To support businesses led by Black and other underrepresented individuals, Kaiser Permanente and the Local Initiatives Support Corporation, the nation’s largest community development organization, have launched a $60 million investment partnership to strengthen businesses in the wake of COVID-19. 

The partnership will provide business loans of $100,000 to $4 million.
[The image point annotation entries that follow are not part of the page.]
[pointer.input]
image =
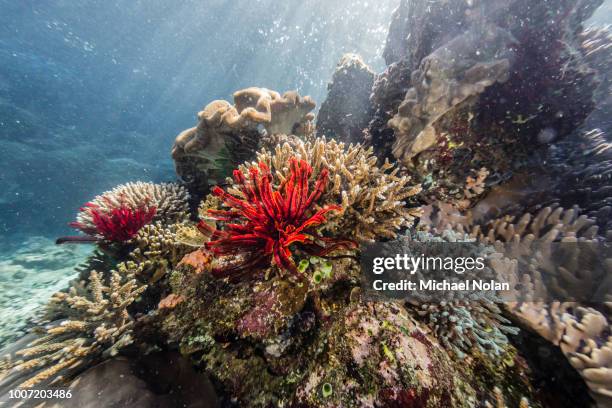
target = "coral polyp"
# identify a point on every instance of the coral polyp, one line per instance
(119, 225)
(264, 222)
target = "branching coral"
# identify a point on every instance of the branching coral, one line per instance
(374, 199)
(264, 222)
(158, 250)
(461, 322)
(97, 325)
(118, 212)
(582, 333)
(227, 135)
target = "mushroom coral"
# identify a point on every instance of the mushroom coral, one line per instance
(227, 134)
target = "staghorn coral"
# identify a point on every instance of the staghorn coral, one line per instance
(96, 325)
(345, 112)
(157, 250)
(373, 198)
(263, 222)
(226, 134)
(169, 200)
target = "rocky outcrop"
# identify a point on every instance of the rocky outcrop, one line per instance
(346, 111)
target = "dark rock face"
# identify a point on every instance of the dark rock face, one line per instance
(449, 104)
(163, 380)
(347, 111)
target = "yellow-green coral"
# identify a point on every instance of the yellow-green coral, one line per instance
(375, 199)
(96, 325)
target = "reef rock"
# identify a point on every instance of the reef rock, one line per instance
(227, 134)
(346, 111)
(460, 69)
(477, 84)
(314, 343)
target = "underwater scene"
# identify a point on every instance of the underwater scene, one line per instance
(313, 203)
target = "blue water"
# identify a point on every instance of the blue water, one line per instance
(93, 93)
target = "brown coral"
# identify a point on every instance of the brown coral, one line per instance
(226, 134)
(444, 80)
(96, 325)
(374, 199)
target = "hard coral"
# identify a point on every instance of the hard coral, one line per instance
(170, 201)
(94, 324)
(121, 224)
(264, 223)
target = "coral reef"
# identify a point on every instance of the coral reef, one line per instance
(95, 324)
(318, 344)
(227, 135)
(487, 127)
(450, 62)
(119, 225)
(462, 322)
(375, 200)
(463, 68)
(345, 112)
(133, 205)
(581, 332)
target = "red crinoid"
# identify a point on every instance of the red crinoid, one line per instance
(264, 223)
(119, 224)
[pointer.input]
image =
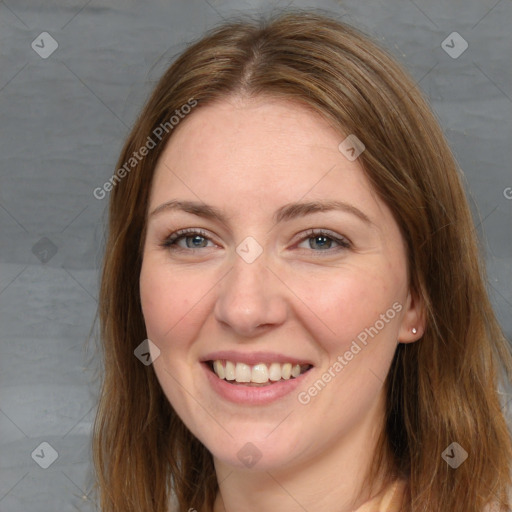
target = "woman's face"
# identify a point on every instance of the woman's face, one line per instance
(274, 283)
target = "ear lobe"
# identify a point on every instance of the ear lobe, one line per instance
(413, 322)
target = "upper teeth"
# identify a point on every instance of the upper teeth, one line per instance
(259, 373)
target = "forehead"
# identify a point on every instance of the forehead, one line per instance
(258, 152)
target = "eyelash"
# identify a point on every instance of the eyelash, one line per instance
(173, 238)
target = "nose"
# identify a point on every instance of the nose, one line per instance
(250, 299)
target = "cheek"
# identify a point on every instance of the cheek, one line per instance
(345, 305)
(168, 301)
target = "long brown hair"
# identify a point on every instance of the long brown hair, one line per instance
(440, 389)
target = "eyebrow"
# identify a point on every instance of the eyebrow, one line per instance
(285, 213)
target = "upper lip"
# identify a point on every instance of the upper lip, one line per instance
(252, 358)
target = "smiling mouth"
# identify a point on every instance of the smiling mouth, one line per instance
(261, 374)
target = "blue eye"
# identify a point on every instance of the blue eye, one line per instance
(198, 239)
(323, 240)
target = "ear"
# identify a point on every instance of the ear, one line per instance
(413, 318)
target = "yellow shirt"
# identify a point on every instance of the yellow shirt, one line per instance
(389, 500)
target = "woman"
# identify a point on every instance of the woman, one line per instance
(291, 248)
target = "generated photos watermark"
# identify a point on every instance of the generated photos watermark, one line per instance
(304, 397)
(137, 156)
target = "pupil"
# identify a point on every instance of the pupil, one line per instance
(321, 237)
(196, 238)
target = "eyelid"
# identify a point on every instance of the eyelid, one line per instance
(342, 241)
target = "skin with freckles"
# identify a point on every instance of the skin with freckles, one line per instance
(308, 295)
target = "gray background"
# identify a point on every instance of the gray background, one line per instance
(63, 121)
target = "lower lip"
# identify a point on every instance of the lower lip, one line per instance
(240, 394)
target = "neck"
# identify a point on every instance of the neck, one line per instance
(331, 480)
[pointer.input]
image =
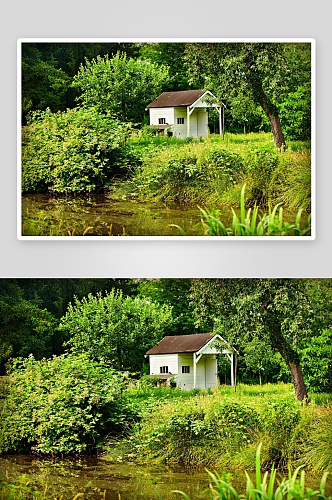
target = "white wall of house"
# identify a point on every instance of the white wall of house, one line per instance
(158, 360)
(156, 113)
(174, 117)
(206, 372)
(180, 130)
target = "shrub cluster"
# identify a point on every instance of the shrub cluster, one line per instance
(218, 430)
(187, 173)
(67, 404)
(76, 151)
(193, 432)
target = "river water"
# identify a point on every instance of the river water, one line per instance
(106, 216)
(92, 476)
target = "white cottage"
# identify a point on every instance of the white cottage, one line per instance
(191, 359)
(183, 112)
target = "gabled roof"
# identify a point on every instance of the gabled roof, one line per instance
(181, 343)
(173, 99)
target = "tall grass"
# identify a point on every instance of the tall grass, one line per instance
(223, 428)
(213, 171)
(252, 223)
(267, 486)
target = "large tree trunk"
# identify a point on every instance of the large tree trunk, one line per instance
(297, 377)
(262, 99)
(278, 136)
(298, 381)
(118, 349)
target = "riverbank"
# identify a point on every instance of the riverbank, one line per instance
(163, 180)
(220, 428)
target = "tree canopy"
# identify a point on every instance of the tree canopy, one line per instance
(246, 75)
(115, 328)
(121, 85)
(277, 313)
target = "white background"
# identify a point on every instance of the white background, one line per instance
(119, 257)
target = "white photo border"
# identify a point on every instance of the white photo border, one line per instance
(312, 41)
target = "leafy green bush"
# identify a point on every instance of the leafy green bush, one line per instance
(186, 173)
(67, 404)
(76, 151)
(193, 432)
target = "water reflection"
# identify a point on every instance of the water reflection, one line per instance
(106, 216)
(92, 477)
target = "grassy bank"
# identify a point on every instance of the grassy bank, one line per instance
(212, 171)
(220, 428)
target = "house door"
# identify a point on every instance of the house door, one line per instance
(201, 123)
(210, 373)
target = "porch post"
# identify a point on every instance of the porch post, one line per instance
(194, 364)
(220, 132)
(232, 370)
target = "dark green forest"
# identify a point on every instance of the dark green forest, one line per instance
(40, 317)
(86, 130)
(75, 377)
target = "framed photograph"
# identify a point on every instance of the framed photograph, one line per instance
(166, 139)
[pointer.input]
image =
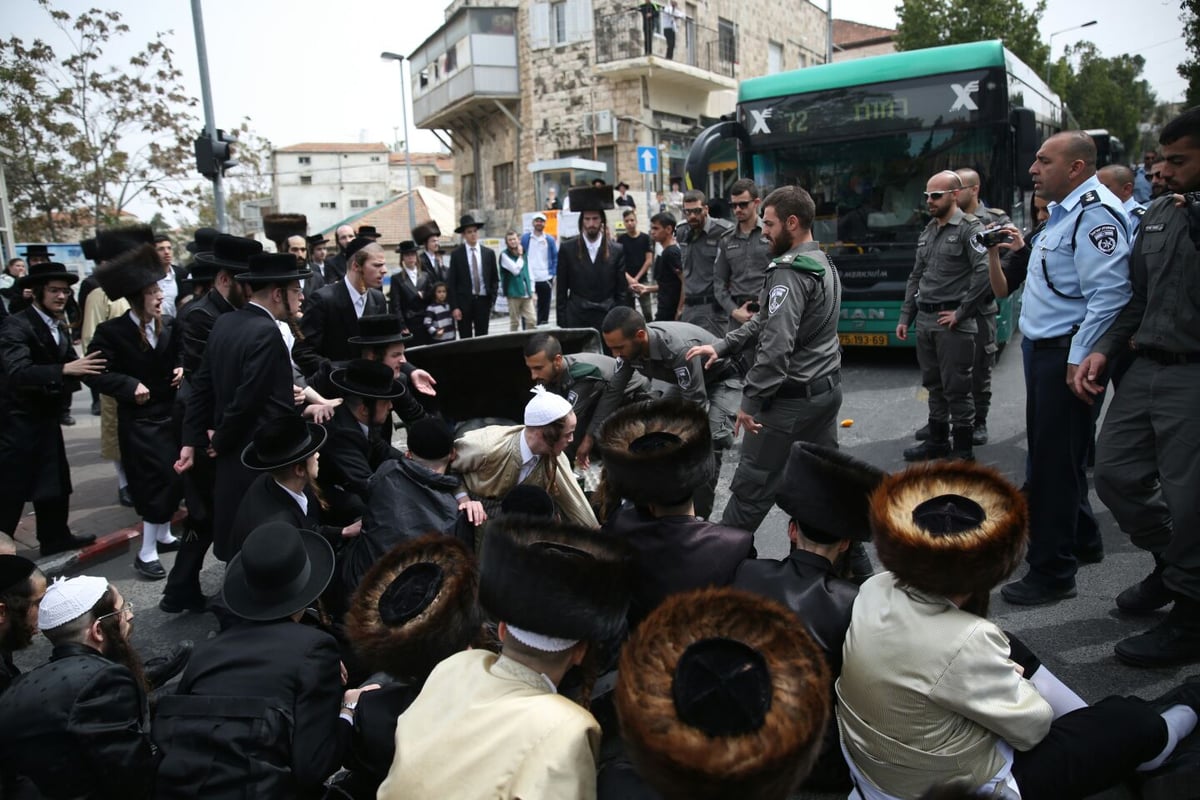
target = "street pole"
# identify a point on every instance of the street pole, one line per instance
(408, 158)
(1050, 44)
(210, 126)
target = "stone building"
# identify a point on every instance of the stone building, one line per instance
(517, 83)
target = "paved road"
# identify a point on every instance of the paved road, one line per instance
(883, 398)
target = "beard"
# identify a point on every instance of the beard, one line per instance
(119, 649)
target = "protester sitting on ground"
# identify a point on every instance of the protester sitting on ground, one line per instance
(78, 726)
(261, 709)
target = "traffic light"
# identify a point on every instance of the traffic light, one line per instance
(211, 156)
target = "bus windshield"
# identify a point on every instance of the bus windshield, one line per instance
(869, 191)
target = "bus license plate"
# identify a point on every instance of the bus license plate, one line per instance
(863, 340)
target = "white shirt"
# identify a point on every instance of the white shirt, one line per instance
(528, 459)
(538, 257)
(151, 336)
(358, 299)
(301, 499)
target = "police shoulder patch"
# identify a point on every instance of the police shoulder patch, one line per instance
(1104, 238)
(775, 299)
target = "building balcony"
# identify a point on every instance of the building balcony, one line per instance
(466, 68)
(703, 59)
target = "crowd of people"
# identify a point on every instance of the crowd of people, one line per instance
(462, 615)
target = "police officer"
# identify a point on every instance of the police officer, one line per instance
(743, 257)
(793, 388)
(945, 294)
(659, 350)
(1146, 465)
(700, 241)
(1078, 281)
(579, 377)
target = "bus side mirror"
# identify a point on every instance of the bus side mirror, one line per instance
(1026, 143)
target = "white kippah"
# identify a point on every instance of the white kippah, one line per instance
(545, 407)
(69, 599)
(539, 641)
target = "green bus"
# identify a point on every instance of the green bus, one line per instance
(863, 137)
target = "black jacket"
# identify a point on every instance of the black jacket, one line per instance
(673, 554)
(329, 319)
(78, 727)
(588, 289)
(461, 289)
(33, 389)
(256, 715)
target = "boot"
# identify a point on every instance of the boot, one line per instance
(1175, 641)
(964, 438)
(1147, 595)
(936, 446)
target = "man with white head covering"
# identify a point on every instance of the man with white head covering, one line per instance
(78, 726)
(493, 459)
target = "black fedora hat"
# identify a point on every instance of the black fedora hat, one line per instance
(379, 329)
(467, 221)
(366, 378)
(281, 441)
(280, 570)
(46, 271)
(202, 240)
(273, 268)
(229, 253)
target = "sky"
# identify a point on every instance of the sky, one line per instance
(310, 70)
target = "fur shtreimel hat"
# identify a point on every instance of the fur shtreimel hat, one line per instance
(828, 493)
(658, 451)
(130, 272)
(555, 579)
(417, 606)
(949, 528)
(721, 695)
(281, 227)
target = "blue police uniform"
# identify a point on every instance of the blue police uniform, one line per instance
(1077, 284)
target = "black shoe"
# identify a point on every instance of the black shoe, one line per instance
(71, 542)
(151, 570)
(979, 437)
(162, 668)
(1027, 593)
(1147, 595)
(196, 605)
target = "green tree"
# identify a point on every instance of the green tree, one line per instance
(91, 137)
(1109, 92)
(930, 23)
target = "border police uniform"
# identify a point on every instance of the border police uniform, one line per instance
(1078, 282)
(793, 388)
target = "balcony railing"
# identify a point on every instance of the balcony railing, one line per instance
(621, 36)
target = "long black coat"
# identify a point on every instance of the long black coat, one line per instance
(460, 284)
(78, 727)
(329, 319)
(244, 380)
(283, 677)
(147, 432)
(588, 289)
(33, 389)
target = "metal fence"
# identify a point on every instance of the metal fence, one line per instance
(622, 36)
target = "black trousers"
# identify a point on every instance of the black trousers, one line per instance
(545, 289)
(475, 317)
(1059, 426)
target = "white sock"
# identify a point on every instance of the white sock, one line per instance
(1061, 697)
(1180, 722)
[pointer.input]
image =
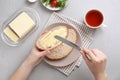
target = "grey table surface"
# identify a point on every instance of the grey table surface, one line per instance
(105, 39)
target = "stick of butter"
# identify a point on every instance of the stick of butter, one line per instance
(10, 34)
(22, 24)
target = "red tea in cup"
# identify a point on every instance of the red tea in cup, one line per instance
(94, 18)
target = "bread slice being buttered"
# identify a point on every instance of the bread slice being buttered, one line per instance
(63, 50)
(47, 40)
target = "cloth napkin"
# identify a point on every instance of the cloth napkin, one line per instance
(85, 34)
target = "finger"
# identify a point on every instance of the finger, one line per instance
(100, 55)
(84, 56)
(43, 53)
(90, 54)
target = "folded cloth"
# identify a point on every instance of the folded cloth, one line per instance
(85, 34)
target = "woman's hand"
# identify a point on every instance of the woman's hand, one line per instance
(96, 62)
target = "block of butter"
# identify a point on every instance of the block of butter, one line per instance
(11, 34)
(19, 27)
(22, 24)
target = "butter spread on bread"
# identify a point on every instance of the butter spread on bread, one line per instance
(63, 49)
(22, 24)
(47, 40)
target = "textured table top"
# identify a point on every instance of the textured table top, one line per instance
(105, 39)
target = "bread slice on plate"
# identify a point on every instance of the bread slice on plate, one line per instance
(63, 50)
(59, 50)
(47, 40)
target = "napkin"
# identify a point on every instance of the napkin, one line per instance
(85, 34)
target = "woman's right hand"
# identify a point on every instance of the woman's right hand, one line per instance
(96, 62)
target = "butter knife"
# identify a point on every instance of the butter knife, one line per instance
(68, 42)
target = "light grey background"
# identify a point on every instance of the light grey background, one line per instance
(106, 39)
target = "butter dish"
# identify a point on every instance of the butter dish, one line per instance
(20, 26)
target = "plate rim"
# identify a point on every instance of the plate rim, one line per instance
(59, 23)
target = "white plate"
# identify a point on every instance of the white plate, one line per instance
(53, 8)
(73, 56)
(35, 17)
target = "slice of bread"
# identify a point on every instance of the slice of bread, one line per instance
(47, 40)
(63, 50)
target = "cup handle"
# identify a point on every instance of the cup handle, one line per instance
(104, 25)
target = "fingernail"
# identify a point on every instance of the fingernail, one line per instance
(48, 52)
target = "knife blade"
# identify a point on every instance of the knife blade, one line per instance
(68, 42)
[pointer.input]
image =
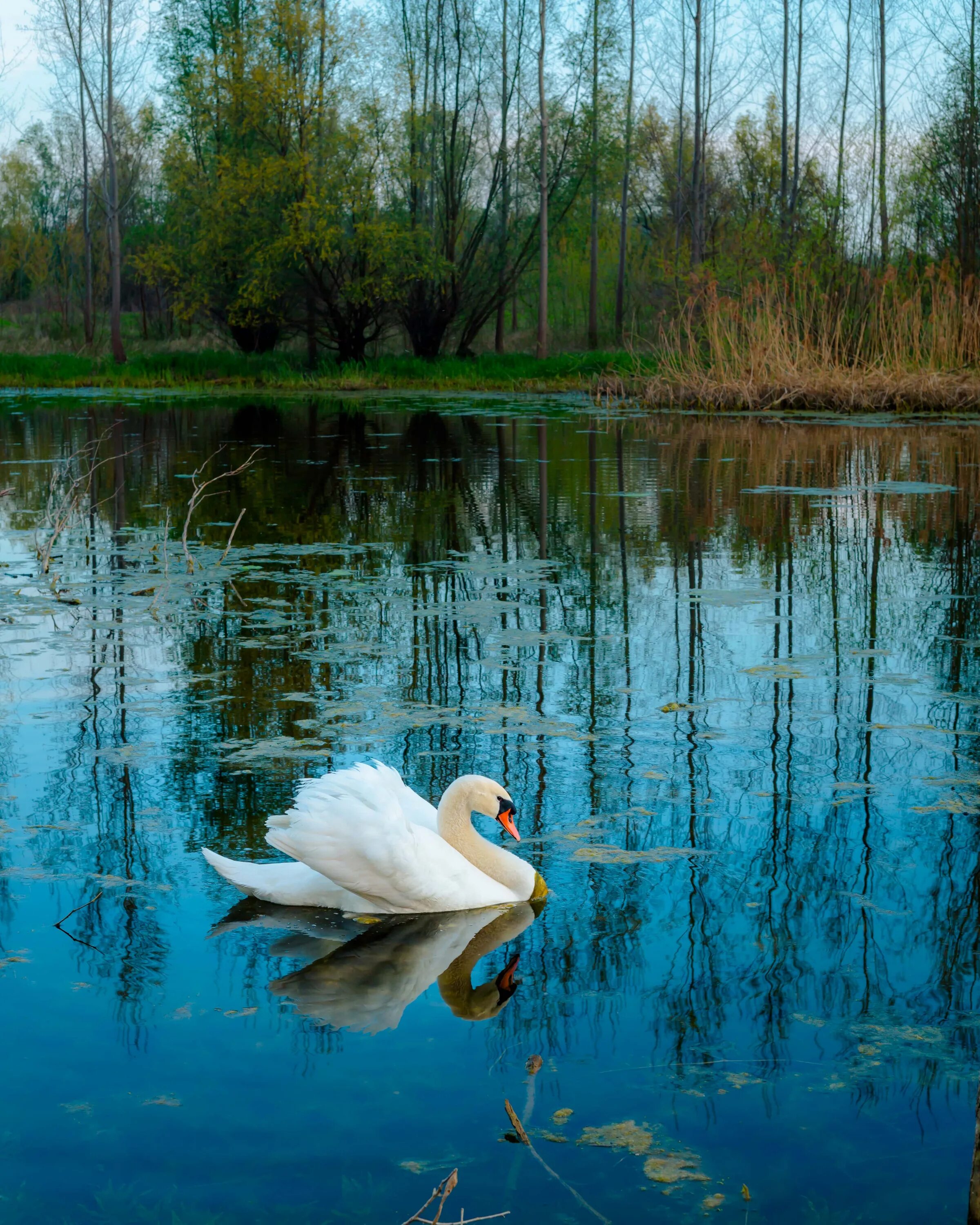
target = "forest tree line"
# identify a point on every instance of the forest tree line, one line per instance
(444, 176)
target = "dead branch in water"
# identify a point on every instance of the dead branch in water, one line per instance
(443, 1194)
(232, 536)
(200, 494)
(67, 494)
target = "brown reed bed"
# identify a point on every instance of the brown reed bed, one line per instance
(907, 346)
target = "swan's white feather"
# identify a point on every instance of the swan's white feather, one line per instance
(288, 885)
(365, 842)
(353, 827)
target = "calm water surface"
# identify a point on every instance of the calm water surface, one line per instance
(727, 668)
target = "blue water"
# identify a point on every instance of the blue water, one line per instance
(728, 668)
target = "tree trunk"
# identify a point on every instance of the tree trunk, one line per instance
(625, 198)
(697, 169)
(89, 321)
(593, 341)
(679, 210)
(971, 229)
(116, 254)
(784, 133)
(505, 188)
(799, 100)
(882, 160)
(543, 198)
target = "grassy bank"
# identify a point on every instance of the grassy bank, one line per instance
(221, 369)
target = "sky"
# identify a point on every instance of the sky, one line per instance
(26, 87)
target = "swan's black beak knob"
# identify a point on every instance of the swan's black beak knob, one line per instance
(505, 982)
(506, 815)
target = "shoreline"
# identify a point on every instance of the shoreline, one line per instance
(604, 379)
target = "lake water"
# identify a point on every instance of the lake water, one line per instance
(727, 667)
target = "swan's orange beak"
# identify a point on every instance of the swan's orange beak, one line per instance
(506, 984)
(506, 816)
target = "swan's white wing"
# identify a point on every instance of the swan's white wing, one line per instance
(353, 829)
(369, 784)
(369, 983)
(288, 885)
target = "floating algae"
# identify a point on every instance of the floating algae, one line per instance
(629, 1135)
(666, 1165)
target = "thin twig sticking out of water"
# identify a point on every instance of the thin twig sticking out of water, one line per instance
(523, 1137)
(232, 535)
(443, 1194)
(64, 501)
(199, 495)
(75, 912)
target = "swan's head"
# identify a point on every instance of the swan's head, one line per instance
(490, 799)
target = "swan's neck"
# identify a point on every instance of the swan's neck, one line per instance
(456, 826)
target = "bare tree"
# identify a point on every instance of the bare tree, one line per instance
(543, 194)
(798, 109)
(784, 130)
(593, 340)
(625, 196)
(505, 188)
(697, 171)
(882, 135)
(840, 205)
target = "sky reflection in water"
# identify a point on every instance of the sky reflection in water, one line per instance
(727, 668)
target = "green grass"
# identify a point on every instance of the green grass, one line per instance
(566, 372)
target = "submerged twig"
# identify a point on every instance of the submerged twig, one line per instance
(79, 939)
(523, 1137)
(79, 908)
(443, 1194)
(199, 495)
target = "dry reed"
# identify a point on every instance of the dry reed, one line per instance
(909, 345)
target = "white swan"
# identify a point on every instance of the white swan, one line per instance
(367, 843)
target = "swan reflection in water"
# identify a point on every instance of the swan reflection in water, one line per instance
(365, 982)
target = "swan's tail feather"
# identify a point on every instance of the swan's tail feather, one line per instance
(247, 878)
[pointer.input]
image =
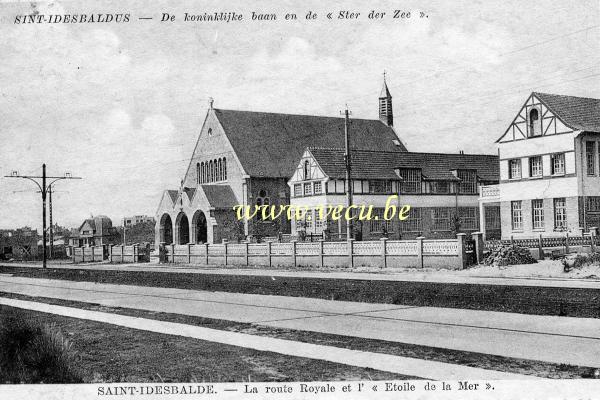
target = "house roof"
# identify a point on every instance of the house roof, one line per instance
(579, 113)
(382, 165)
(219, 196)
(270, 145)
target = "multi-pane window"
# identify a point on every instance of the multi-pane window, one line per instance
(308, 189)
(439, 187)
(319, 223)
(468, 218)
(297, 190)
(317, 188)
(560, 213)
(468, 181)
(411, 180)
(590, 157)
(514, 168)
(212, 171)
(535, 166)
(441, 219)
(414, 221)
(557, 162)
(378, 186)
(537, 213)
(516, 211)
(592, 204)
(378, 223)
(492, 217)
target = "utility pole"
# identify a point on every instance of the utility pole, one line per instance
(44, 189)
(348, 170)
(51, 228)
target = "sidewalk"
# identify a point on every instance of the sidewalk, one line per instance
(567, 340)
(413, 275)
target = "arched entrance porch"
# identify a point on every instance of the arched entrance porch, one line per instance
(182, 229)
(199, 227)
(166, 229)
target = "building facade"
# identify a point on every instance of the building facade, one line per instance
(247, 158)
(137, 219)
(549, 168)
(20, 244)
(442, 191)
(96, 231)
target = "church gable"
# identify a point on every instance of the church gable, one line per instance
(533, 120)
(308, 168)
(213, 159)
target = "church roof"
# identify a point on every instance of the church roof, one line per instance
(219, 196)
(579, 113)
(270, 144)
(382, 165)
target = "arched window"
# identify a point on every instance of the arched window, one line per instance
(306, 169)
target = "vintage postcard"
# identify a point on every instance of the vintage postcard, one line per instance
(299, 200)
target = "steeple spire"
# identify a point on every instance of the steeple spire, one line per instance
(385, 104)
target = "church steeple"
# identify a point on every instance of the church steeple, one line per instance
(385, 105)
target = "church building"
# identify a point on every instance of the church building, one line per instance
(247, 158)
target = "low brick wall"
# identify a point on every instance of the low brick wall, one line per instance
(419, 253)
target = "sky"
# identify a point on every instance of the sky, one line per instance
(121, 105)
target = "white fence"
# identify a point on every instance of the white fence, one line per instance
(113, 253)
(383, 253)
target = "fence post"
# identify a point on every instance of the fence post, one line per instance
(461, 249)
(321, 256)
(247, 254)
(293, 252)
(384, 251)
(420, 251)
(478, 236)
(351, 253)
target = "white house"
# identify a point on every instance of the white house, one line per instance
(549, 168)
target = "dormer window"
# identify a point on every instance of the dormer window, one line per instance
(306, 169)
(534, 123)
(411, 180)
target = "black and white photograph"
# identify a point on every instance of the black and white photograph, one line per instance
(300, 200)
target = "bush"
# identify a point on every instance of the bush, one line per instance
(509, 255)
(32, 353)
(587, 259)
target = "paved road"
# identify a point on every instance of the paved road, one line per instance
(546, 338)
(383, 275)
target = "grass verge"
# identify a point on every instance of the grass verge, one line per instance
(110, 353)
(572, 302)
(477, 360)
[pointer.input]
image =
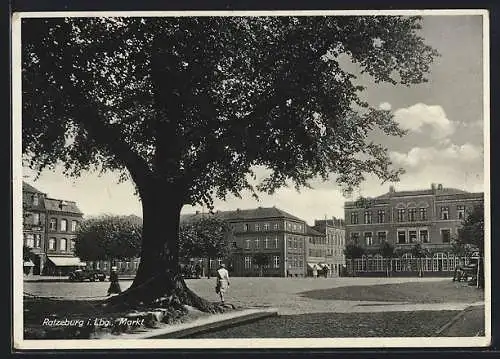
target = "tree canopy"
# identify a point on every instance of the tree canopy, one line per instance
(197, 102)
(108, 238)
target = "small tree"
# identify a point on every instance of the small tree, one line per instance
(472, 233)
(207, 237)
(260, 260)
(108, 238)
(387, 252)
(353, 251)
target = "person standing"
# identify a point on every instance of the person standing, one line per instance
(114, 287)
(222, 281)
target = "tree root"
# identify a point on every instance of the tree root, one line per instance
(167, 289)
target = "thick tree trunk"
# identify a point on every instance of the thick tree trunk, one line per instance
(158, 279)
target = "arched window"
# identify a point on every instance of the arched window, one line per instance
(64, 225)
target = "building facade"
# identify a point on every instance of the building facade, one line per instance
(270, 231)
(330, 249)
(429, 217)
(49, 230)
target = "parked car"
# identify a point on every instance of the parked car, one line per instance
(84, 274)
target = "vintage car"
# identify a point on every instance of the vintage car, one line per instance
(92, 275)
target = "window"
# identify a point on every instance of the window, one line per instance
(53, 224)
(412, 235)
(354, 217)
(444, 213)
(30, 242)
(355, 237)
(63, 244)
(423, 214)
(445, 235)
(64, 225)
(401, 215)
(401, 237)
(368, 217)
(424, 236)
(412, 214)
(368, 238)
(381, 216)
(38, 240)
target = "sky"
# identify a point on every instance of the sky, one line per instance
(444, 144)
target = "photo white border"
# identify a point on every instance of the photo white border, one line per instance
(248, 343)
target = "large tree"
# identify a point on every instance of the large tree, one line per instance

Kaiser Permanente is also designating $15 million in grants to increase access to formal training, business networks, and recovery and growth capital to help businesses led by Black and other underrepresented groups overcome systemic economic disadvantage. 

Pacific Community Ventures and the Initiative for a Competitive Inner City – two organizations with expertise in the needs of these small-businesses owners – will be initial partners in this work, Kaiser Permanente said. 

“This new partnership with Kaiser Permanente not only helps small businesses sustain their operations during the pandemic, but it also looks to the future— strengthening the economic infrastructure of our communities so that families and businesses can thrive,” said LISC president and CEO Maurice A. Jones. 

Kaiser Permanente said it is also designating an additional $25 million in grants to build upon its work to address Adverse Childhood Experiences (ACEs) and trauma and to support grassroots efforts to end systemic racism.

In the coming weeks, Kaiser Permanente said it will solicit proposals from community-based organizations, particularly those that are led or governed by Black people or other people of color that are focused on dismantling discriminatory institutional practices and structures.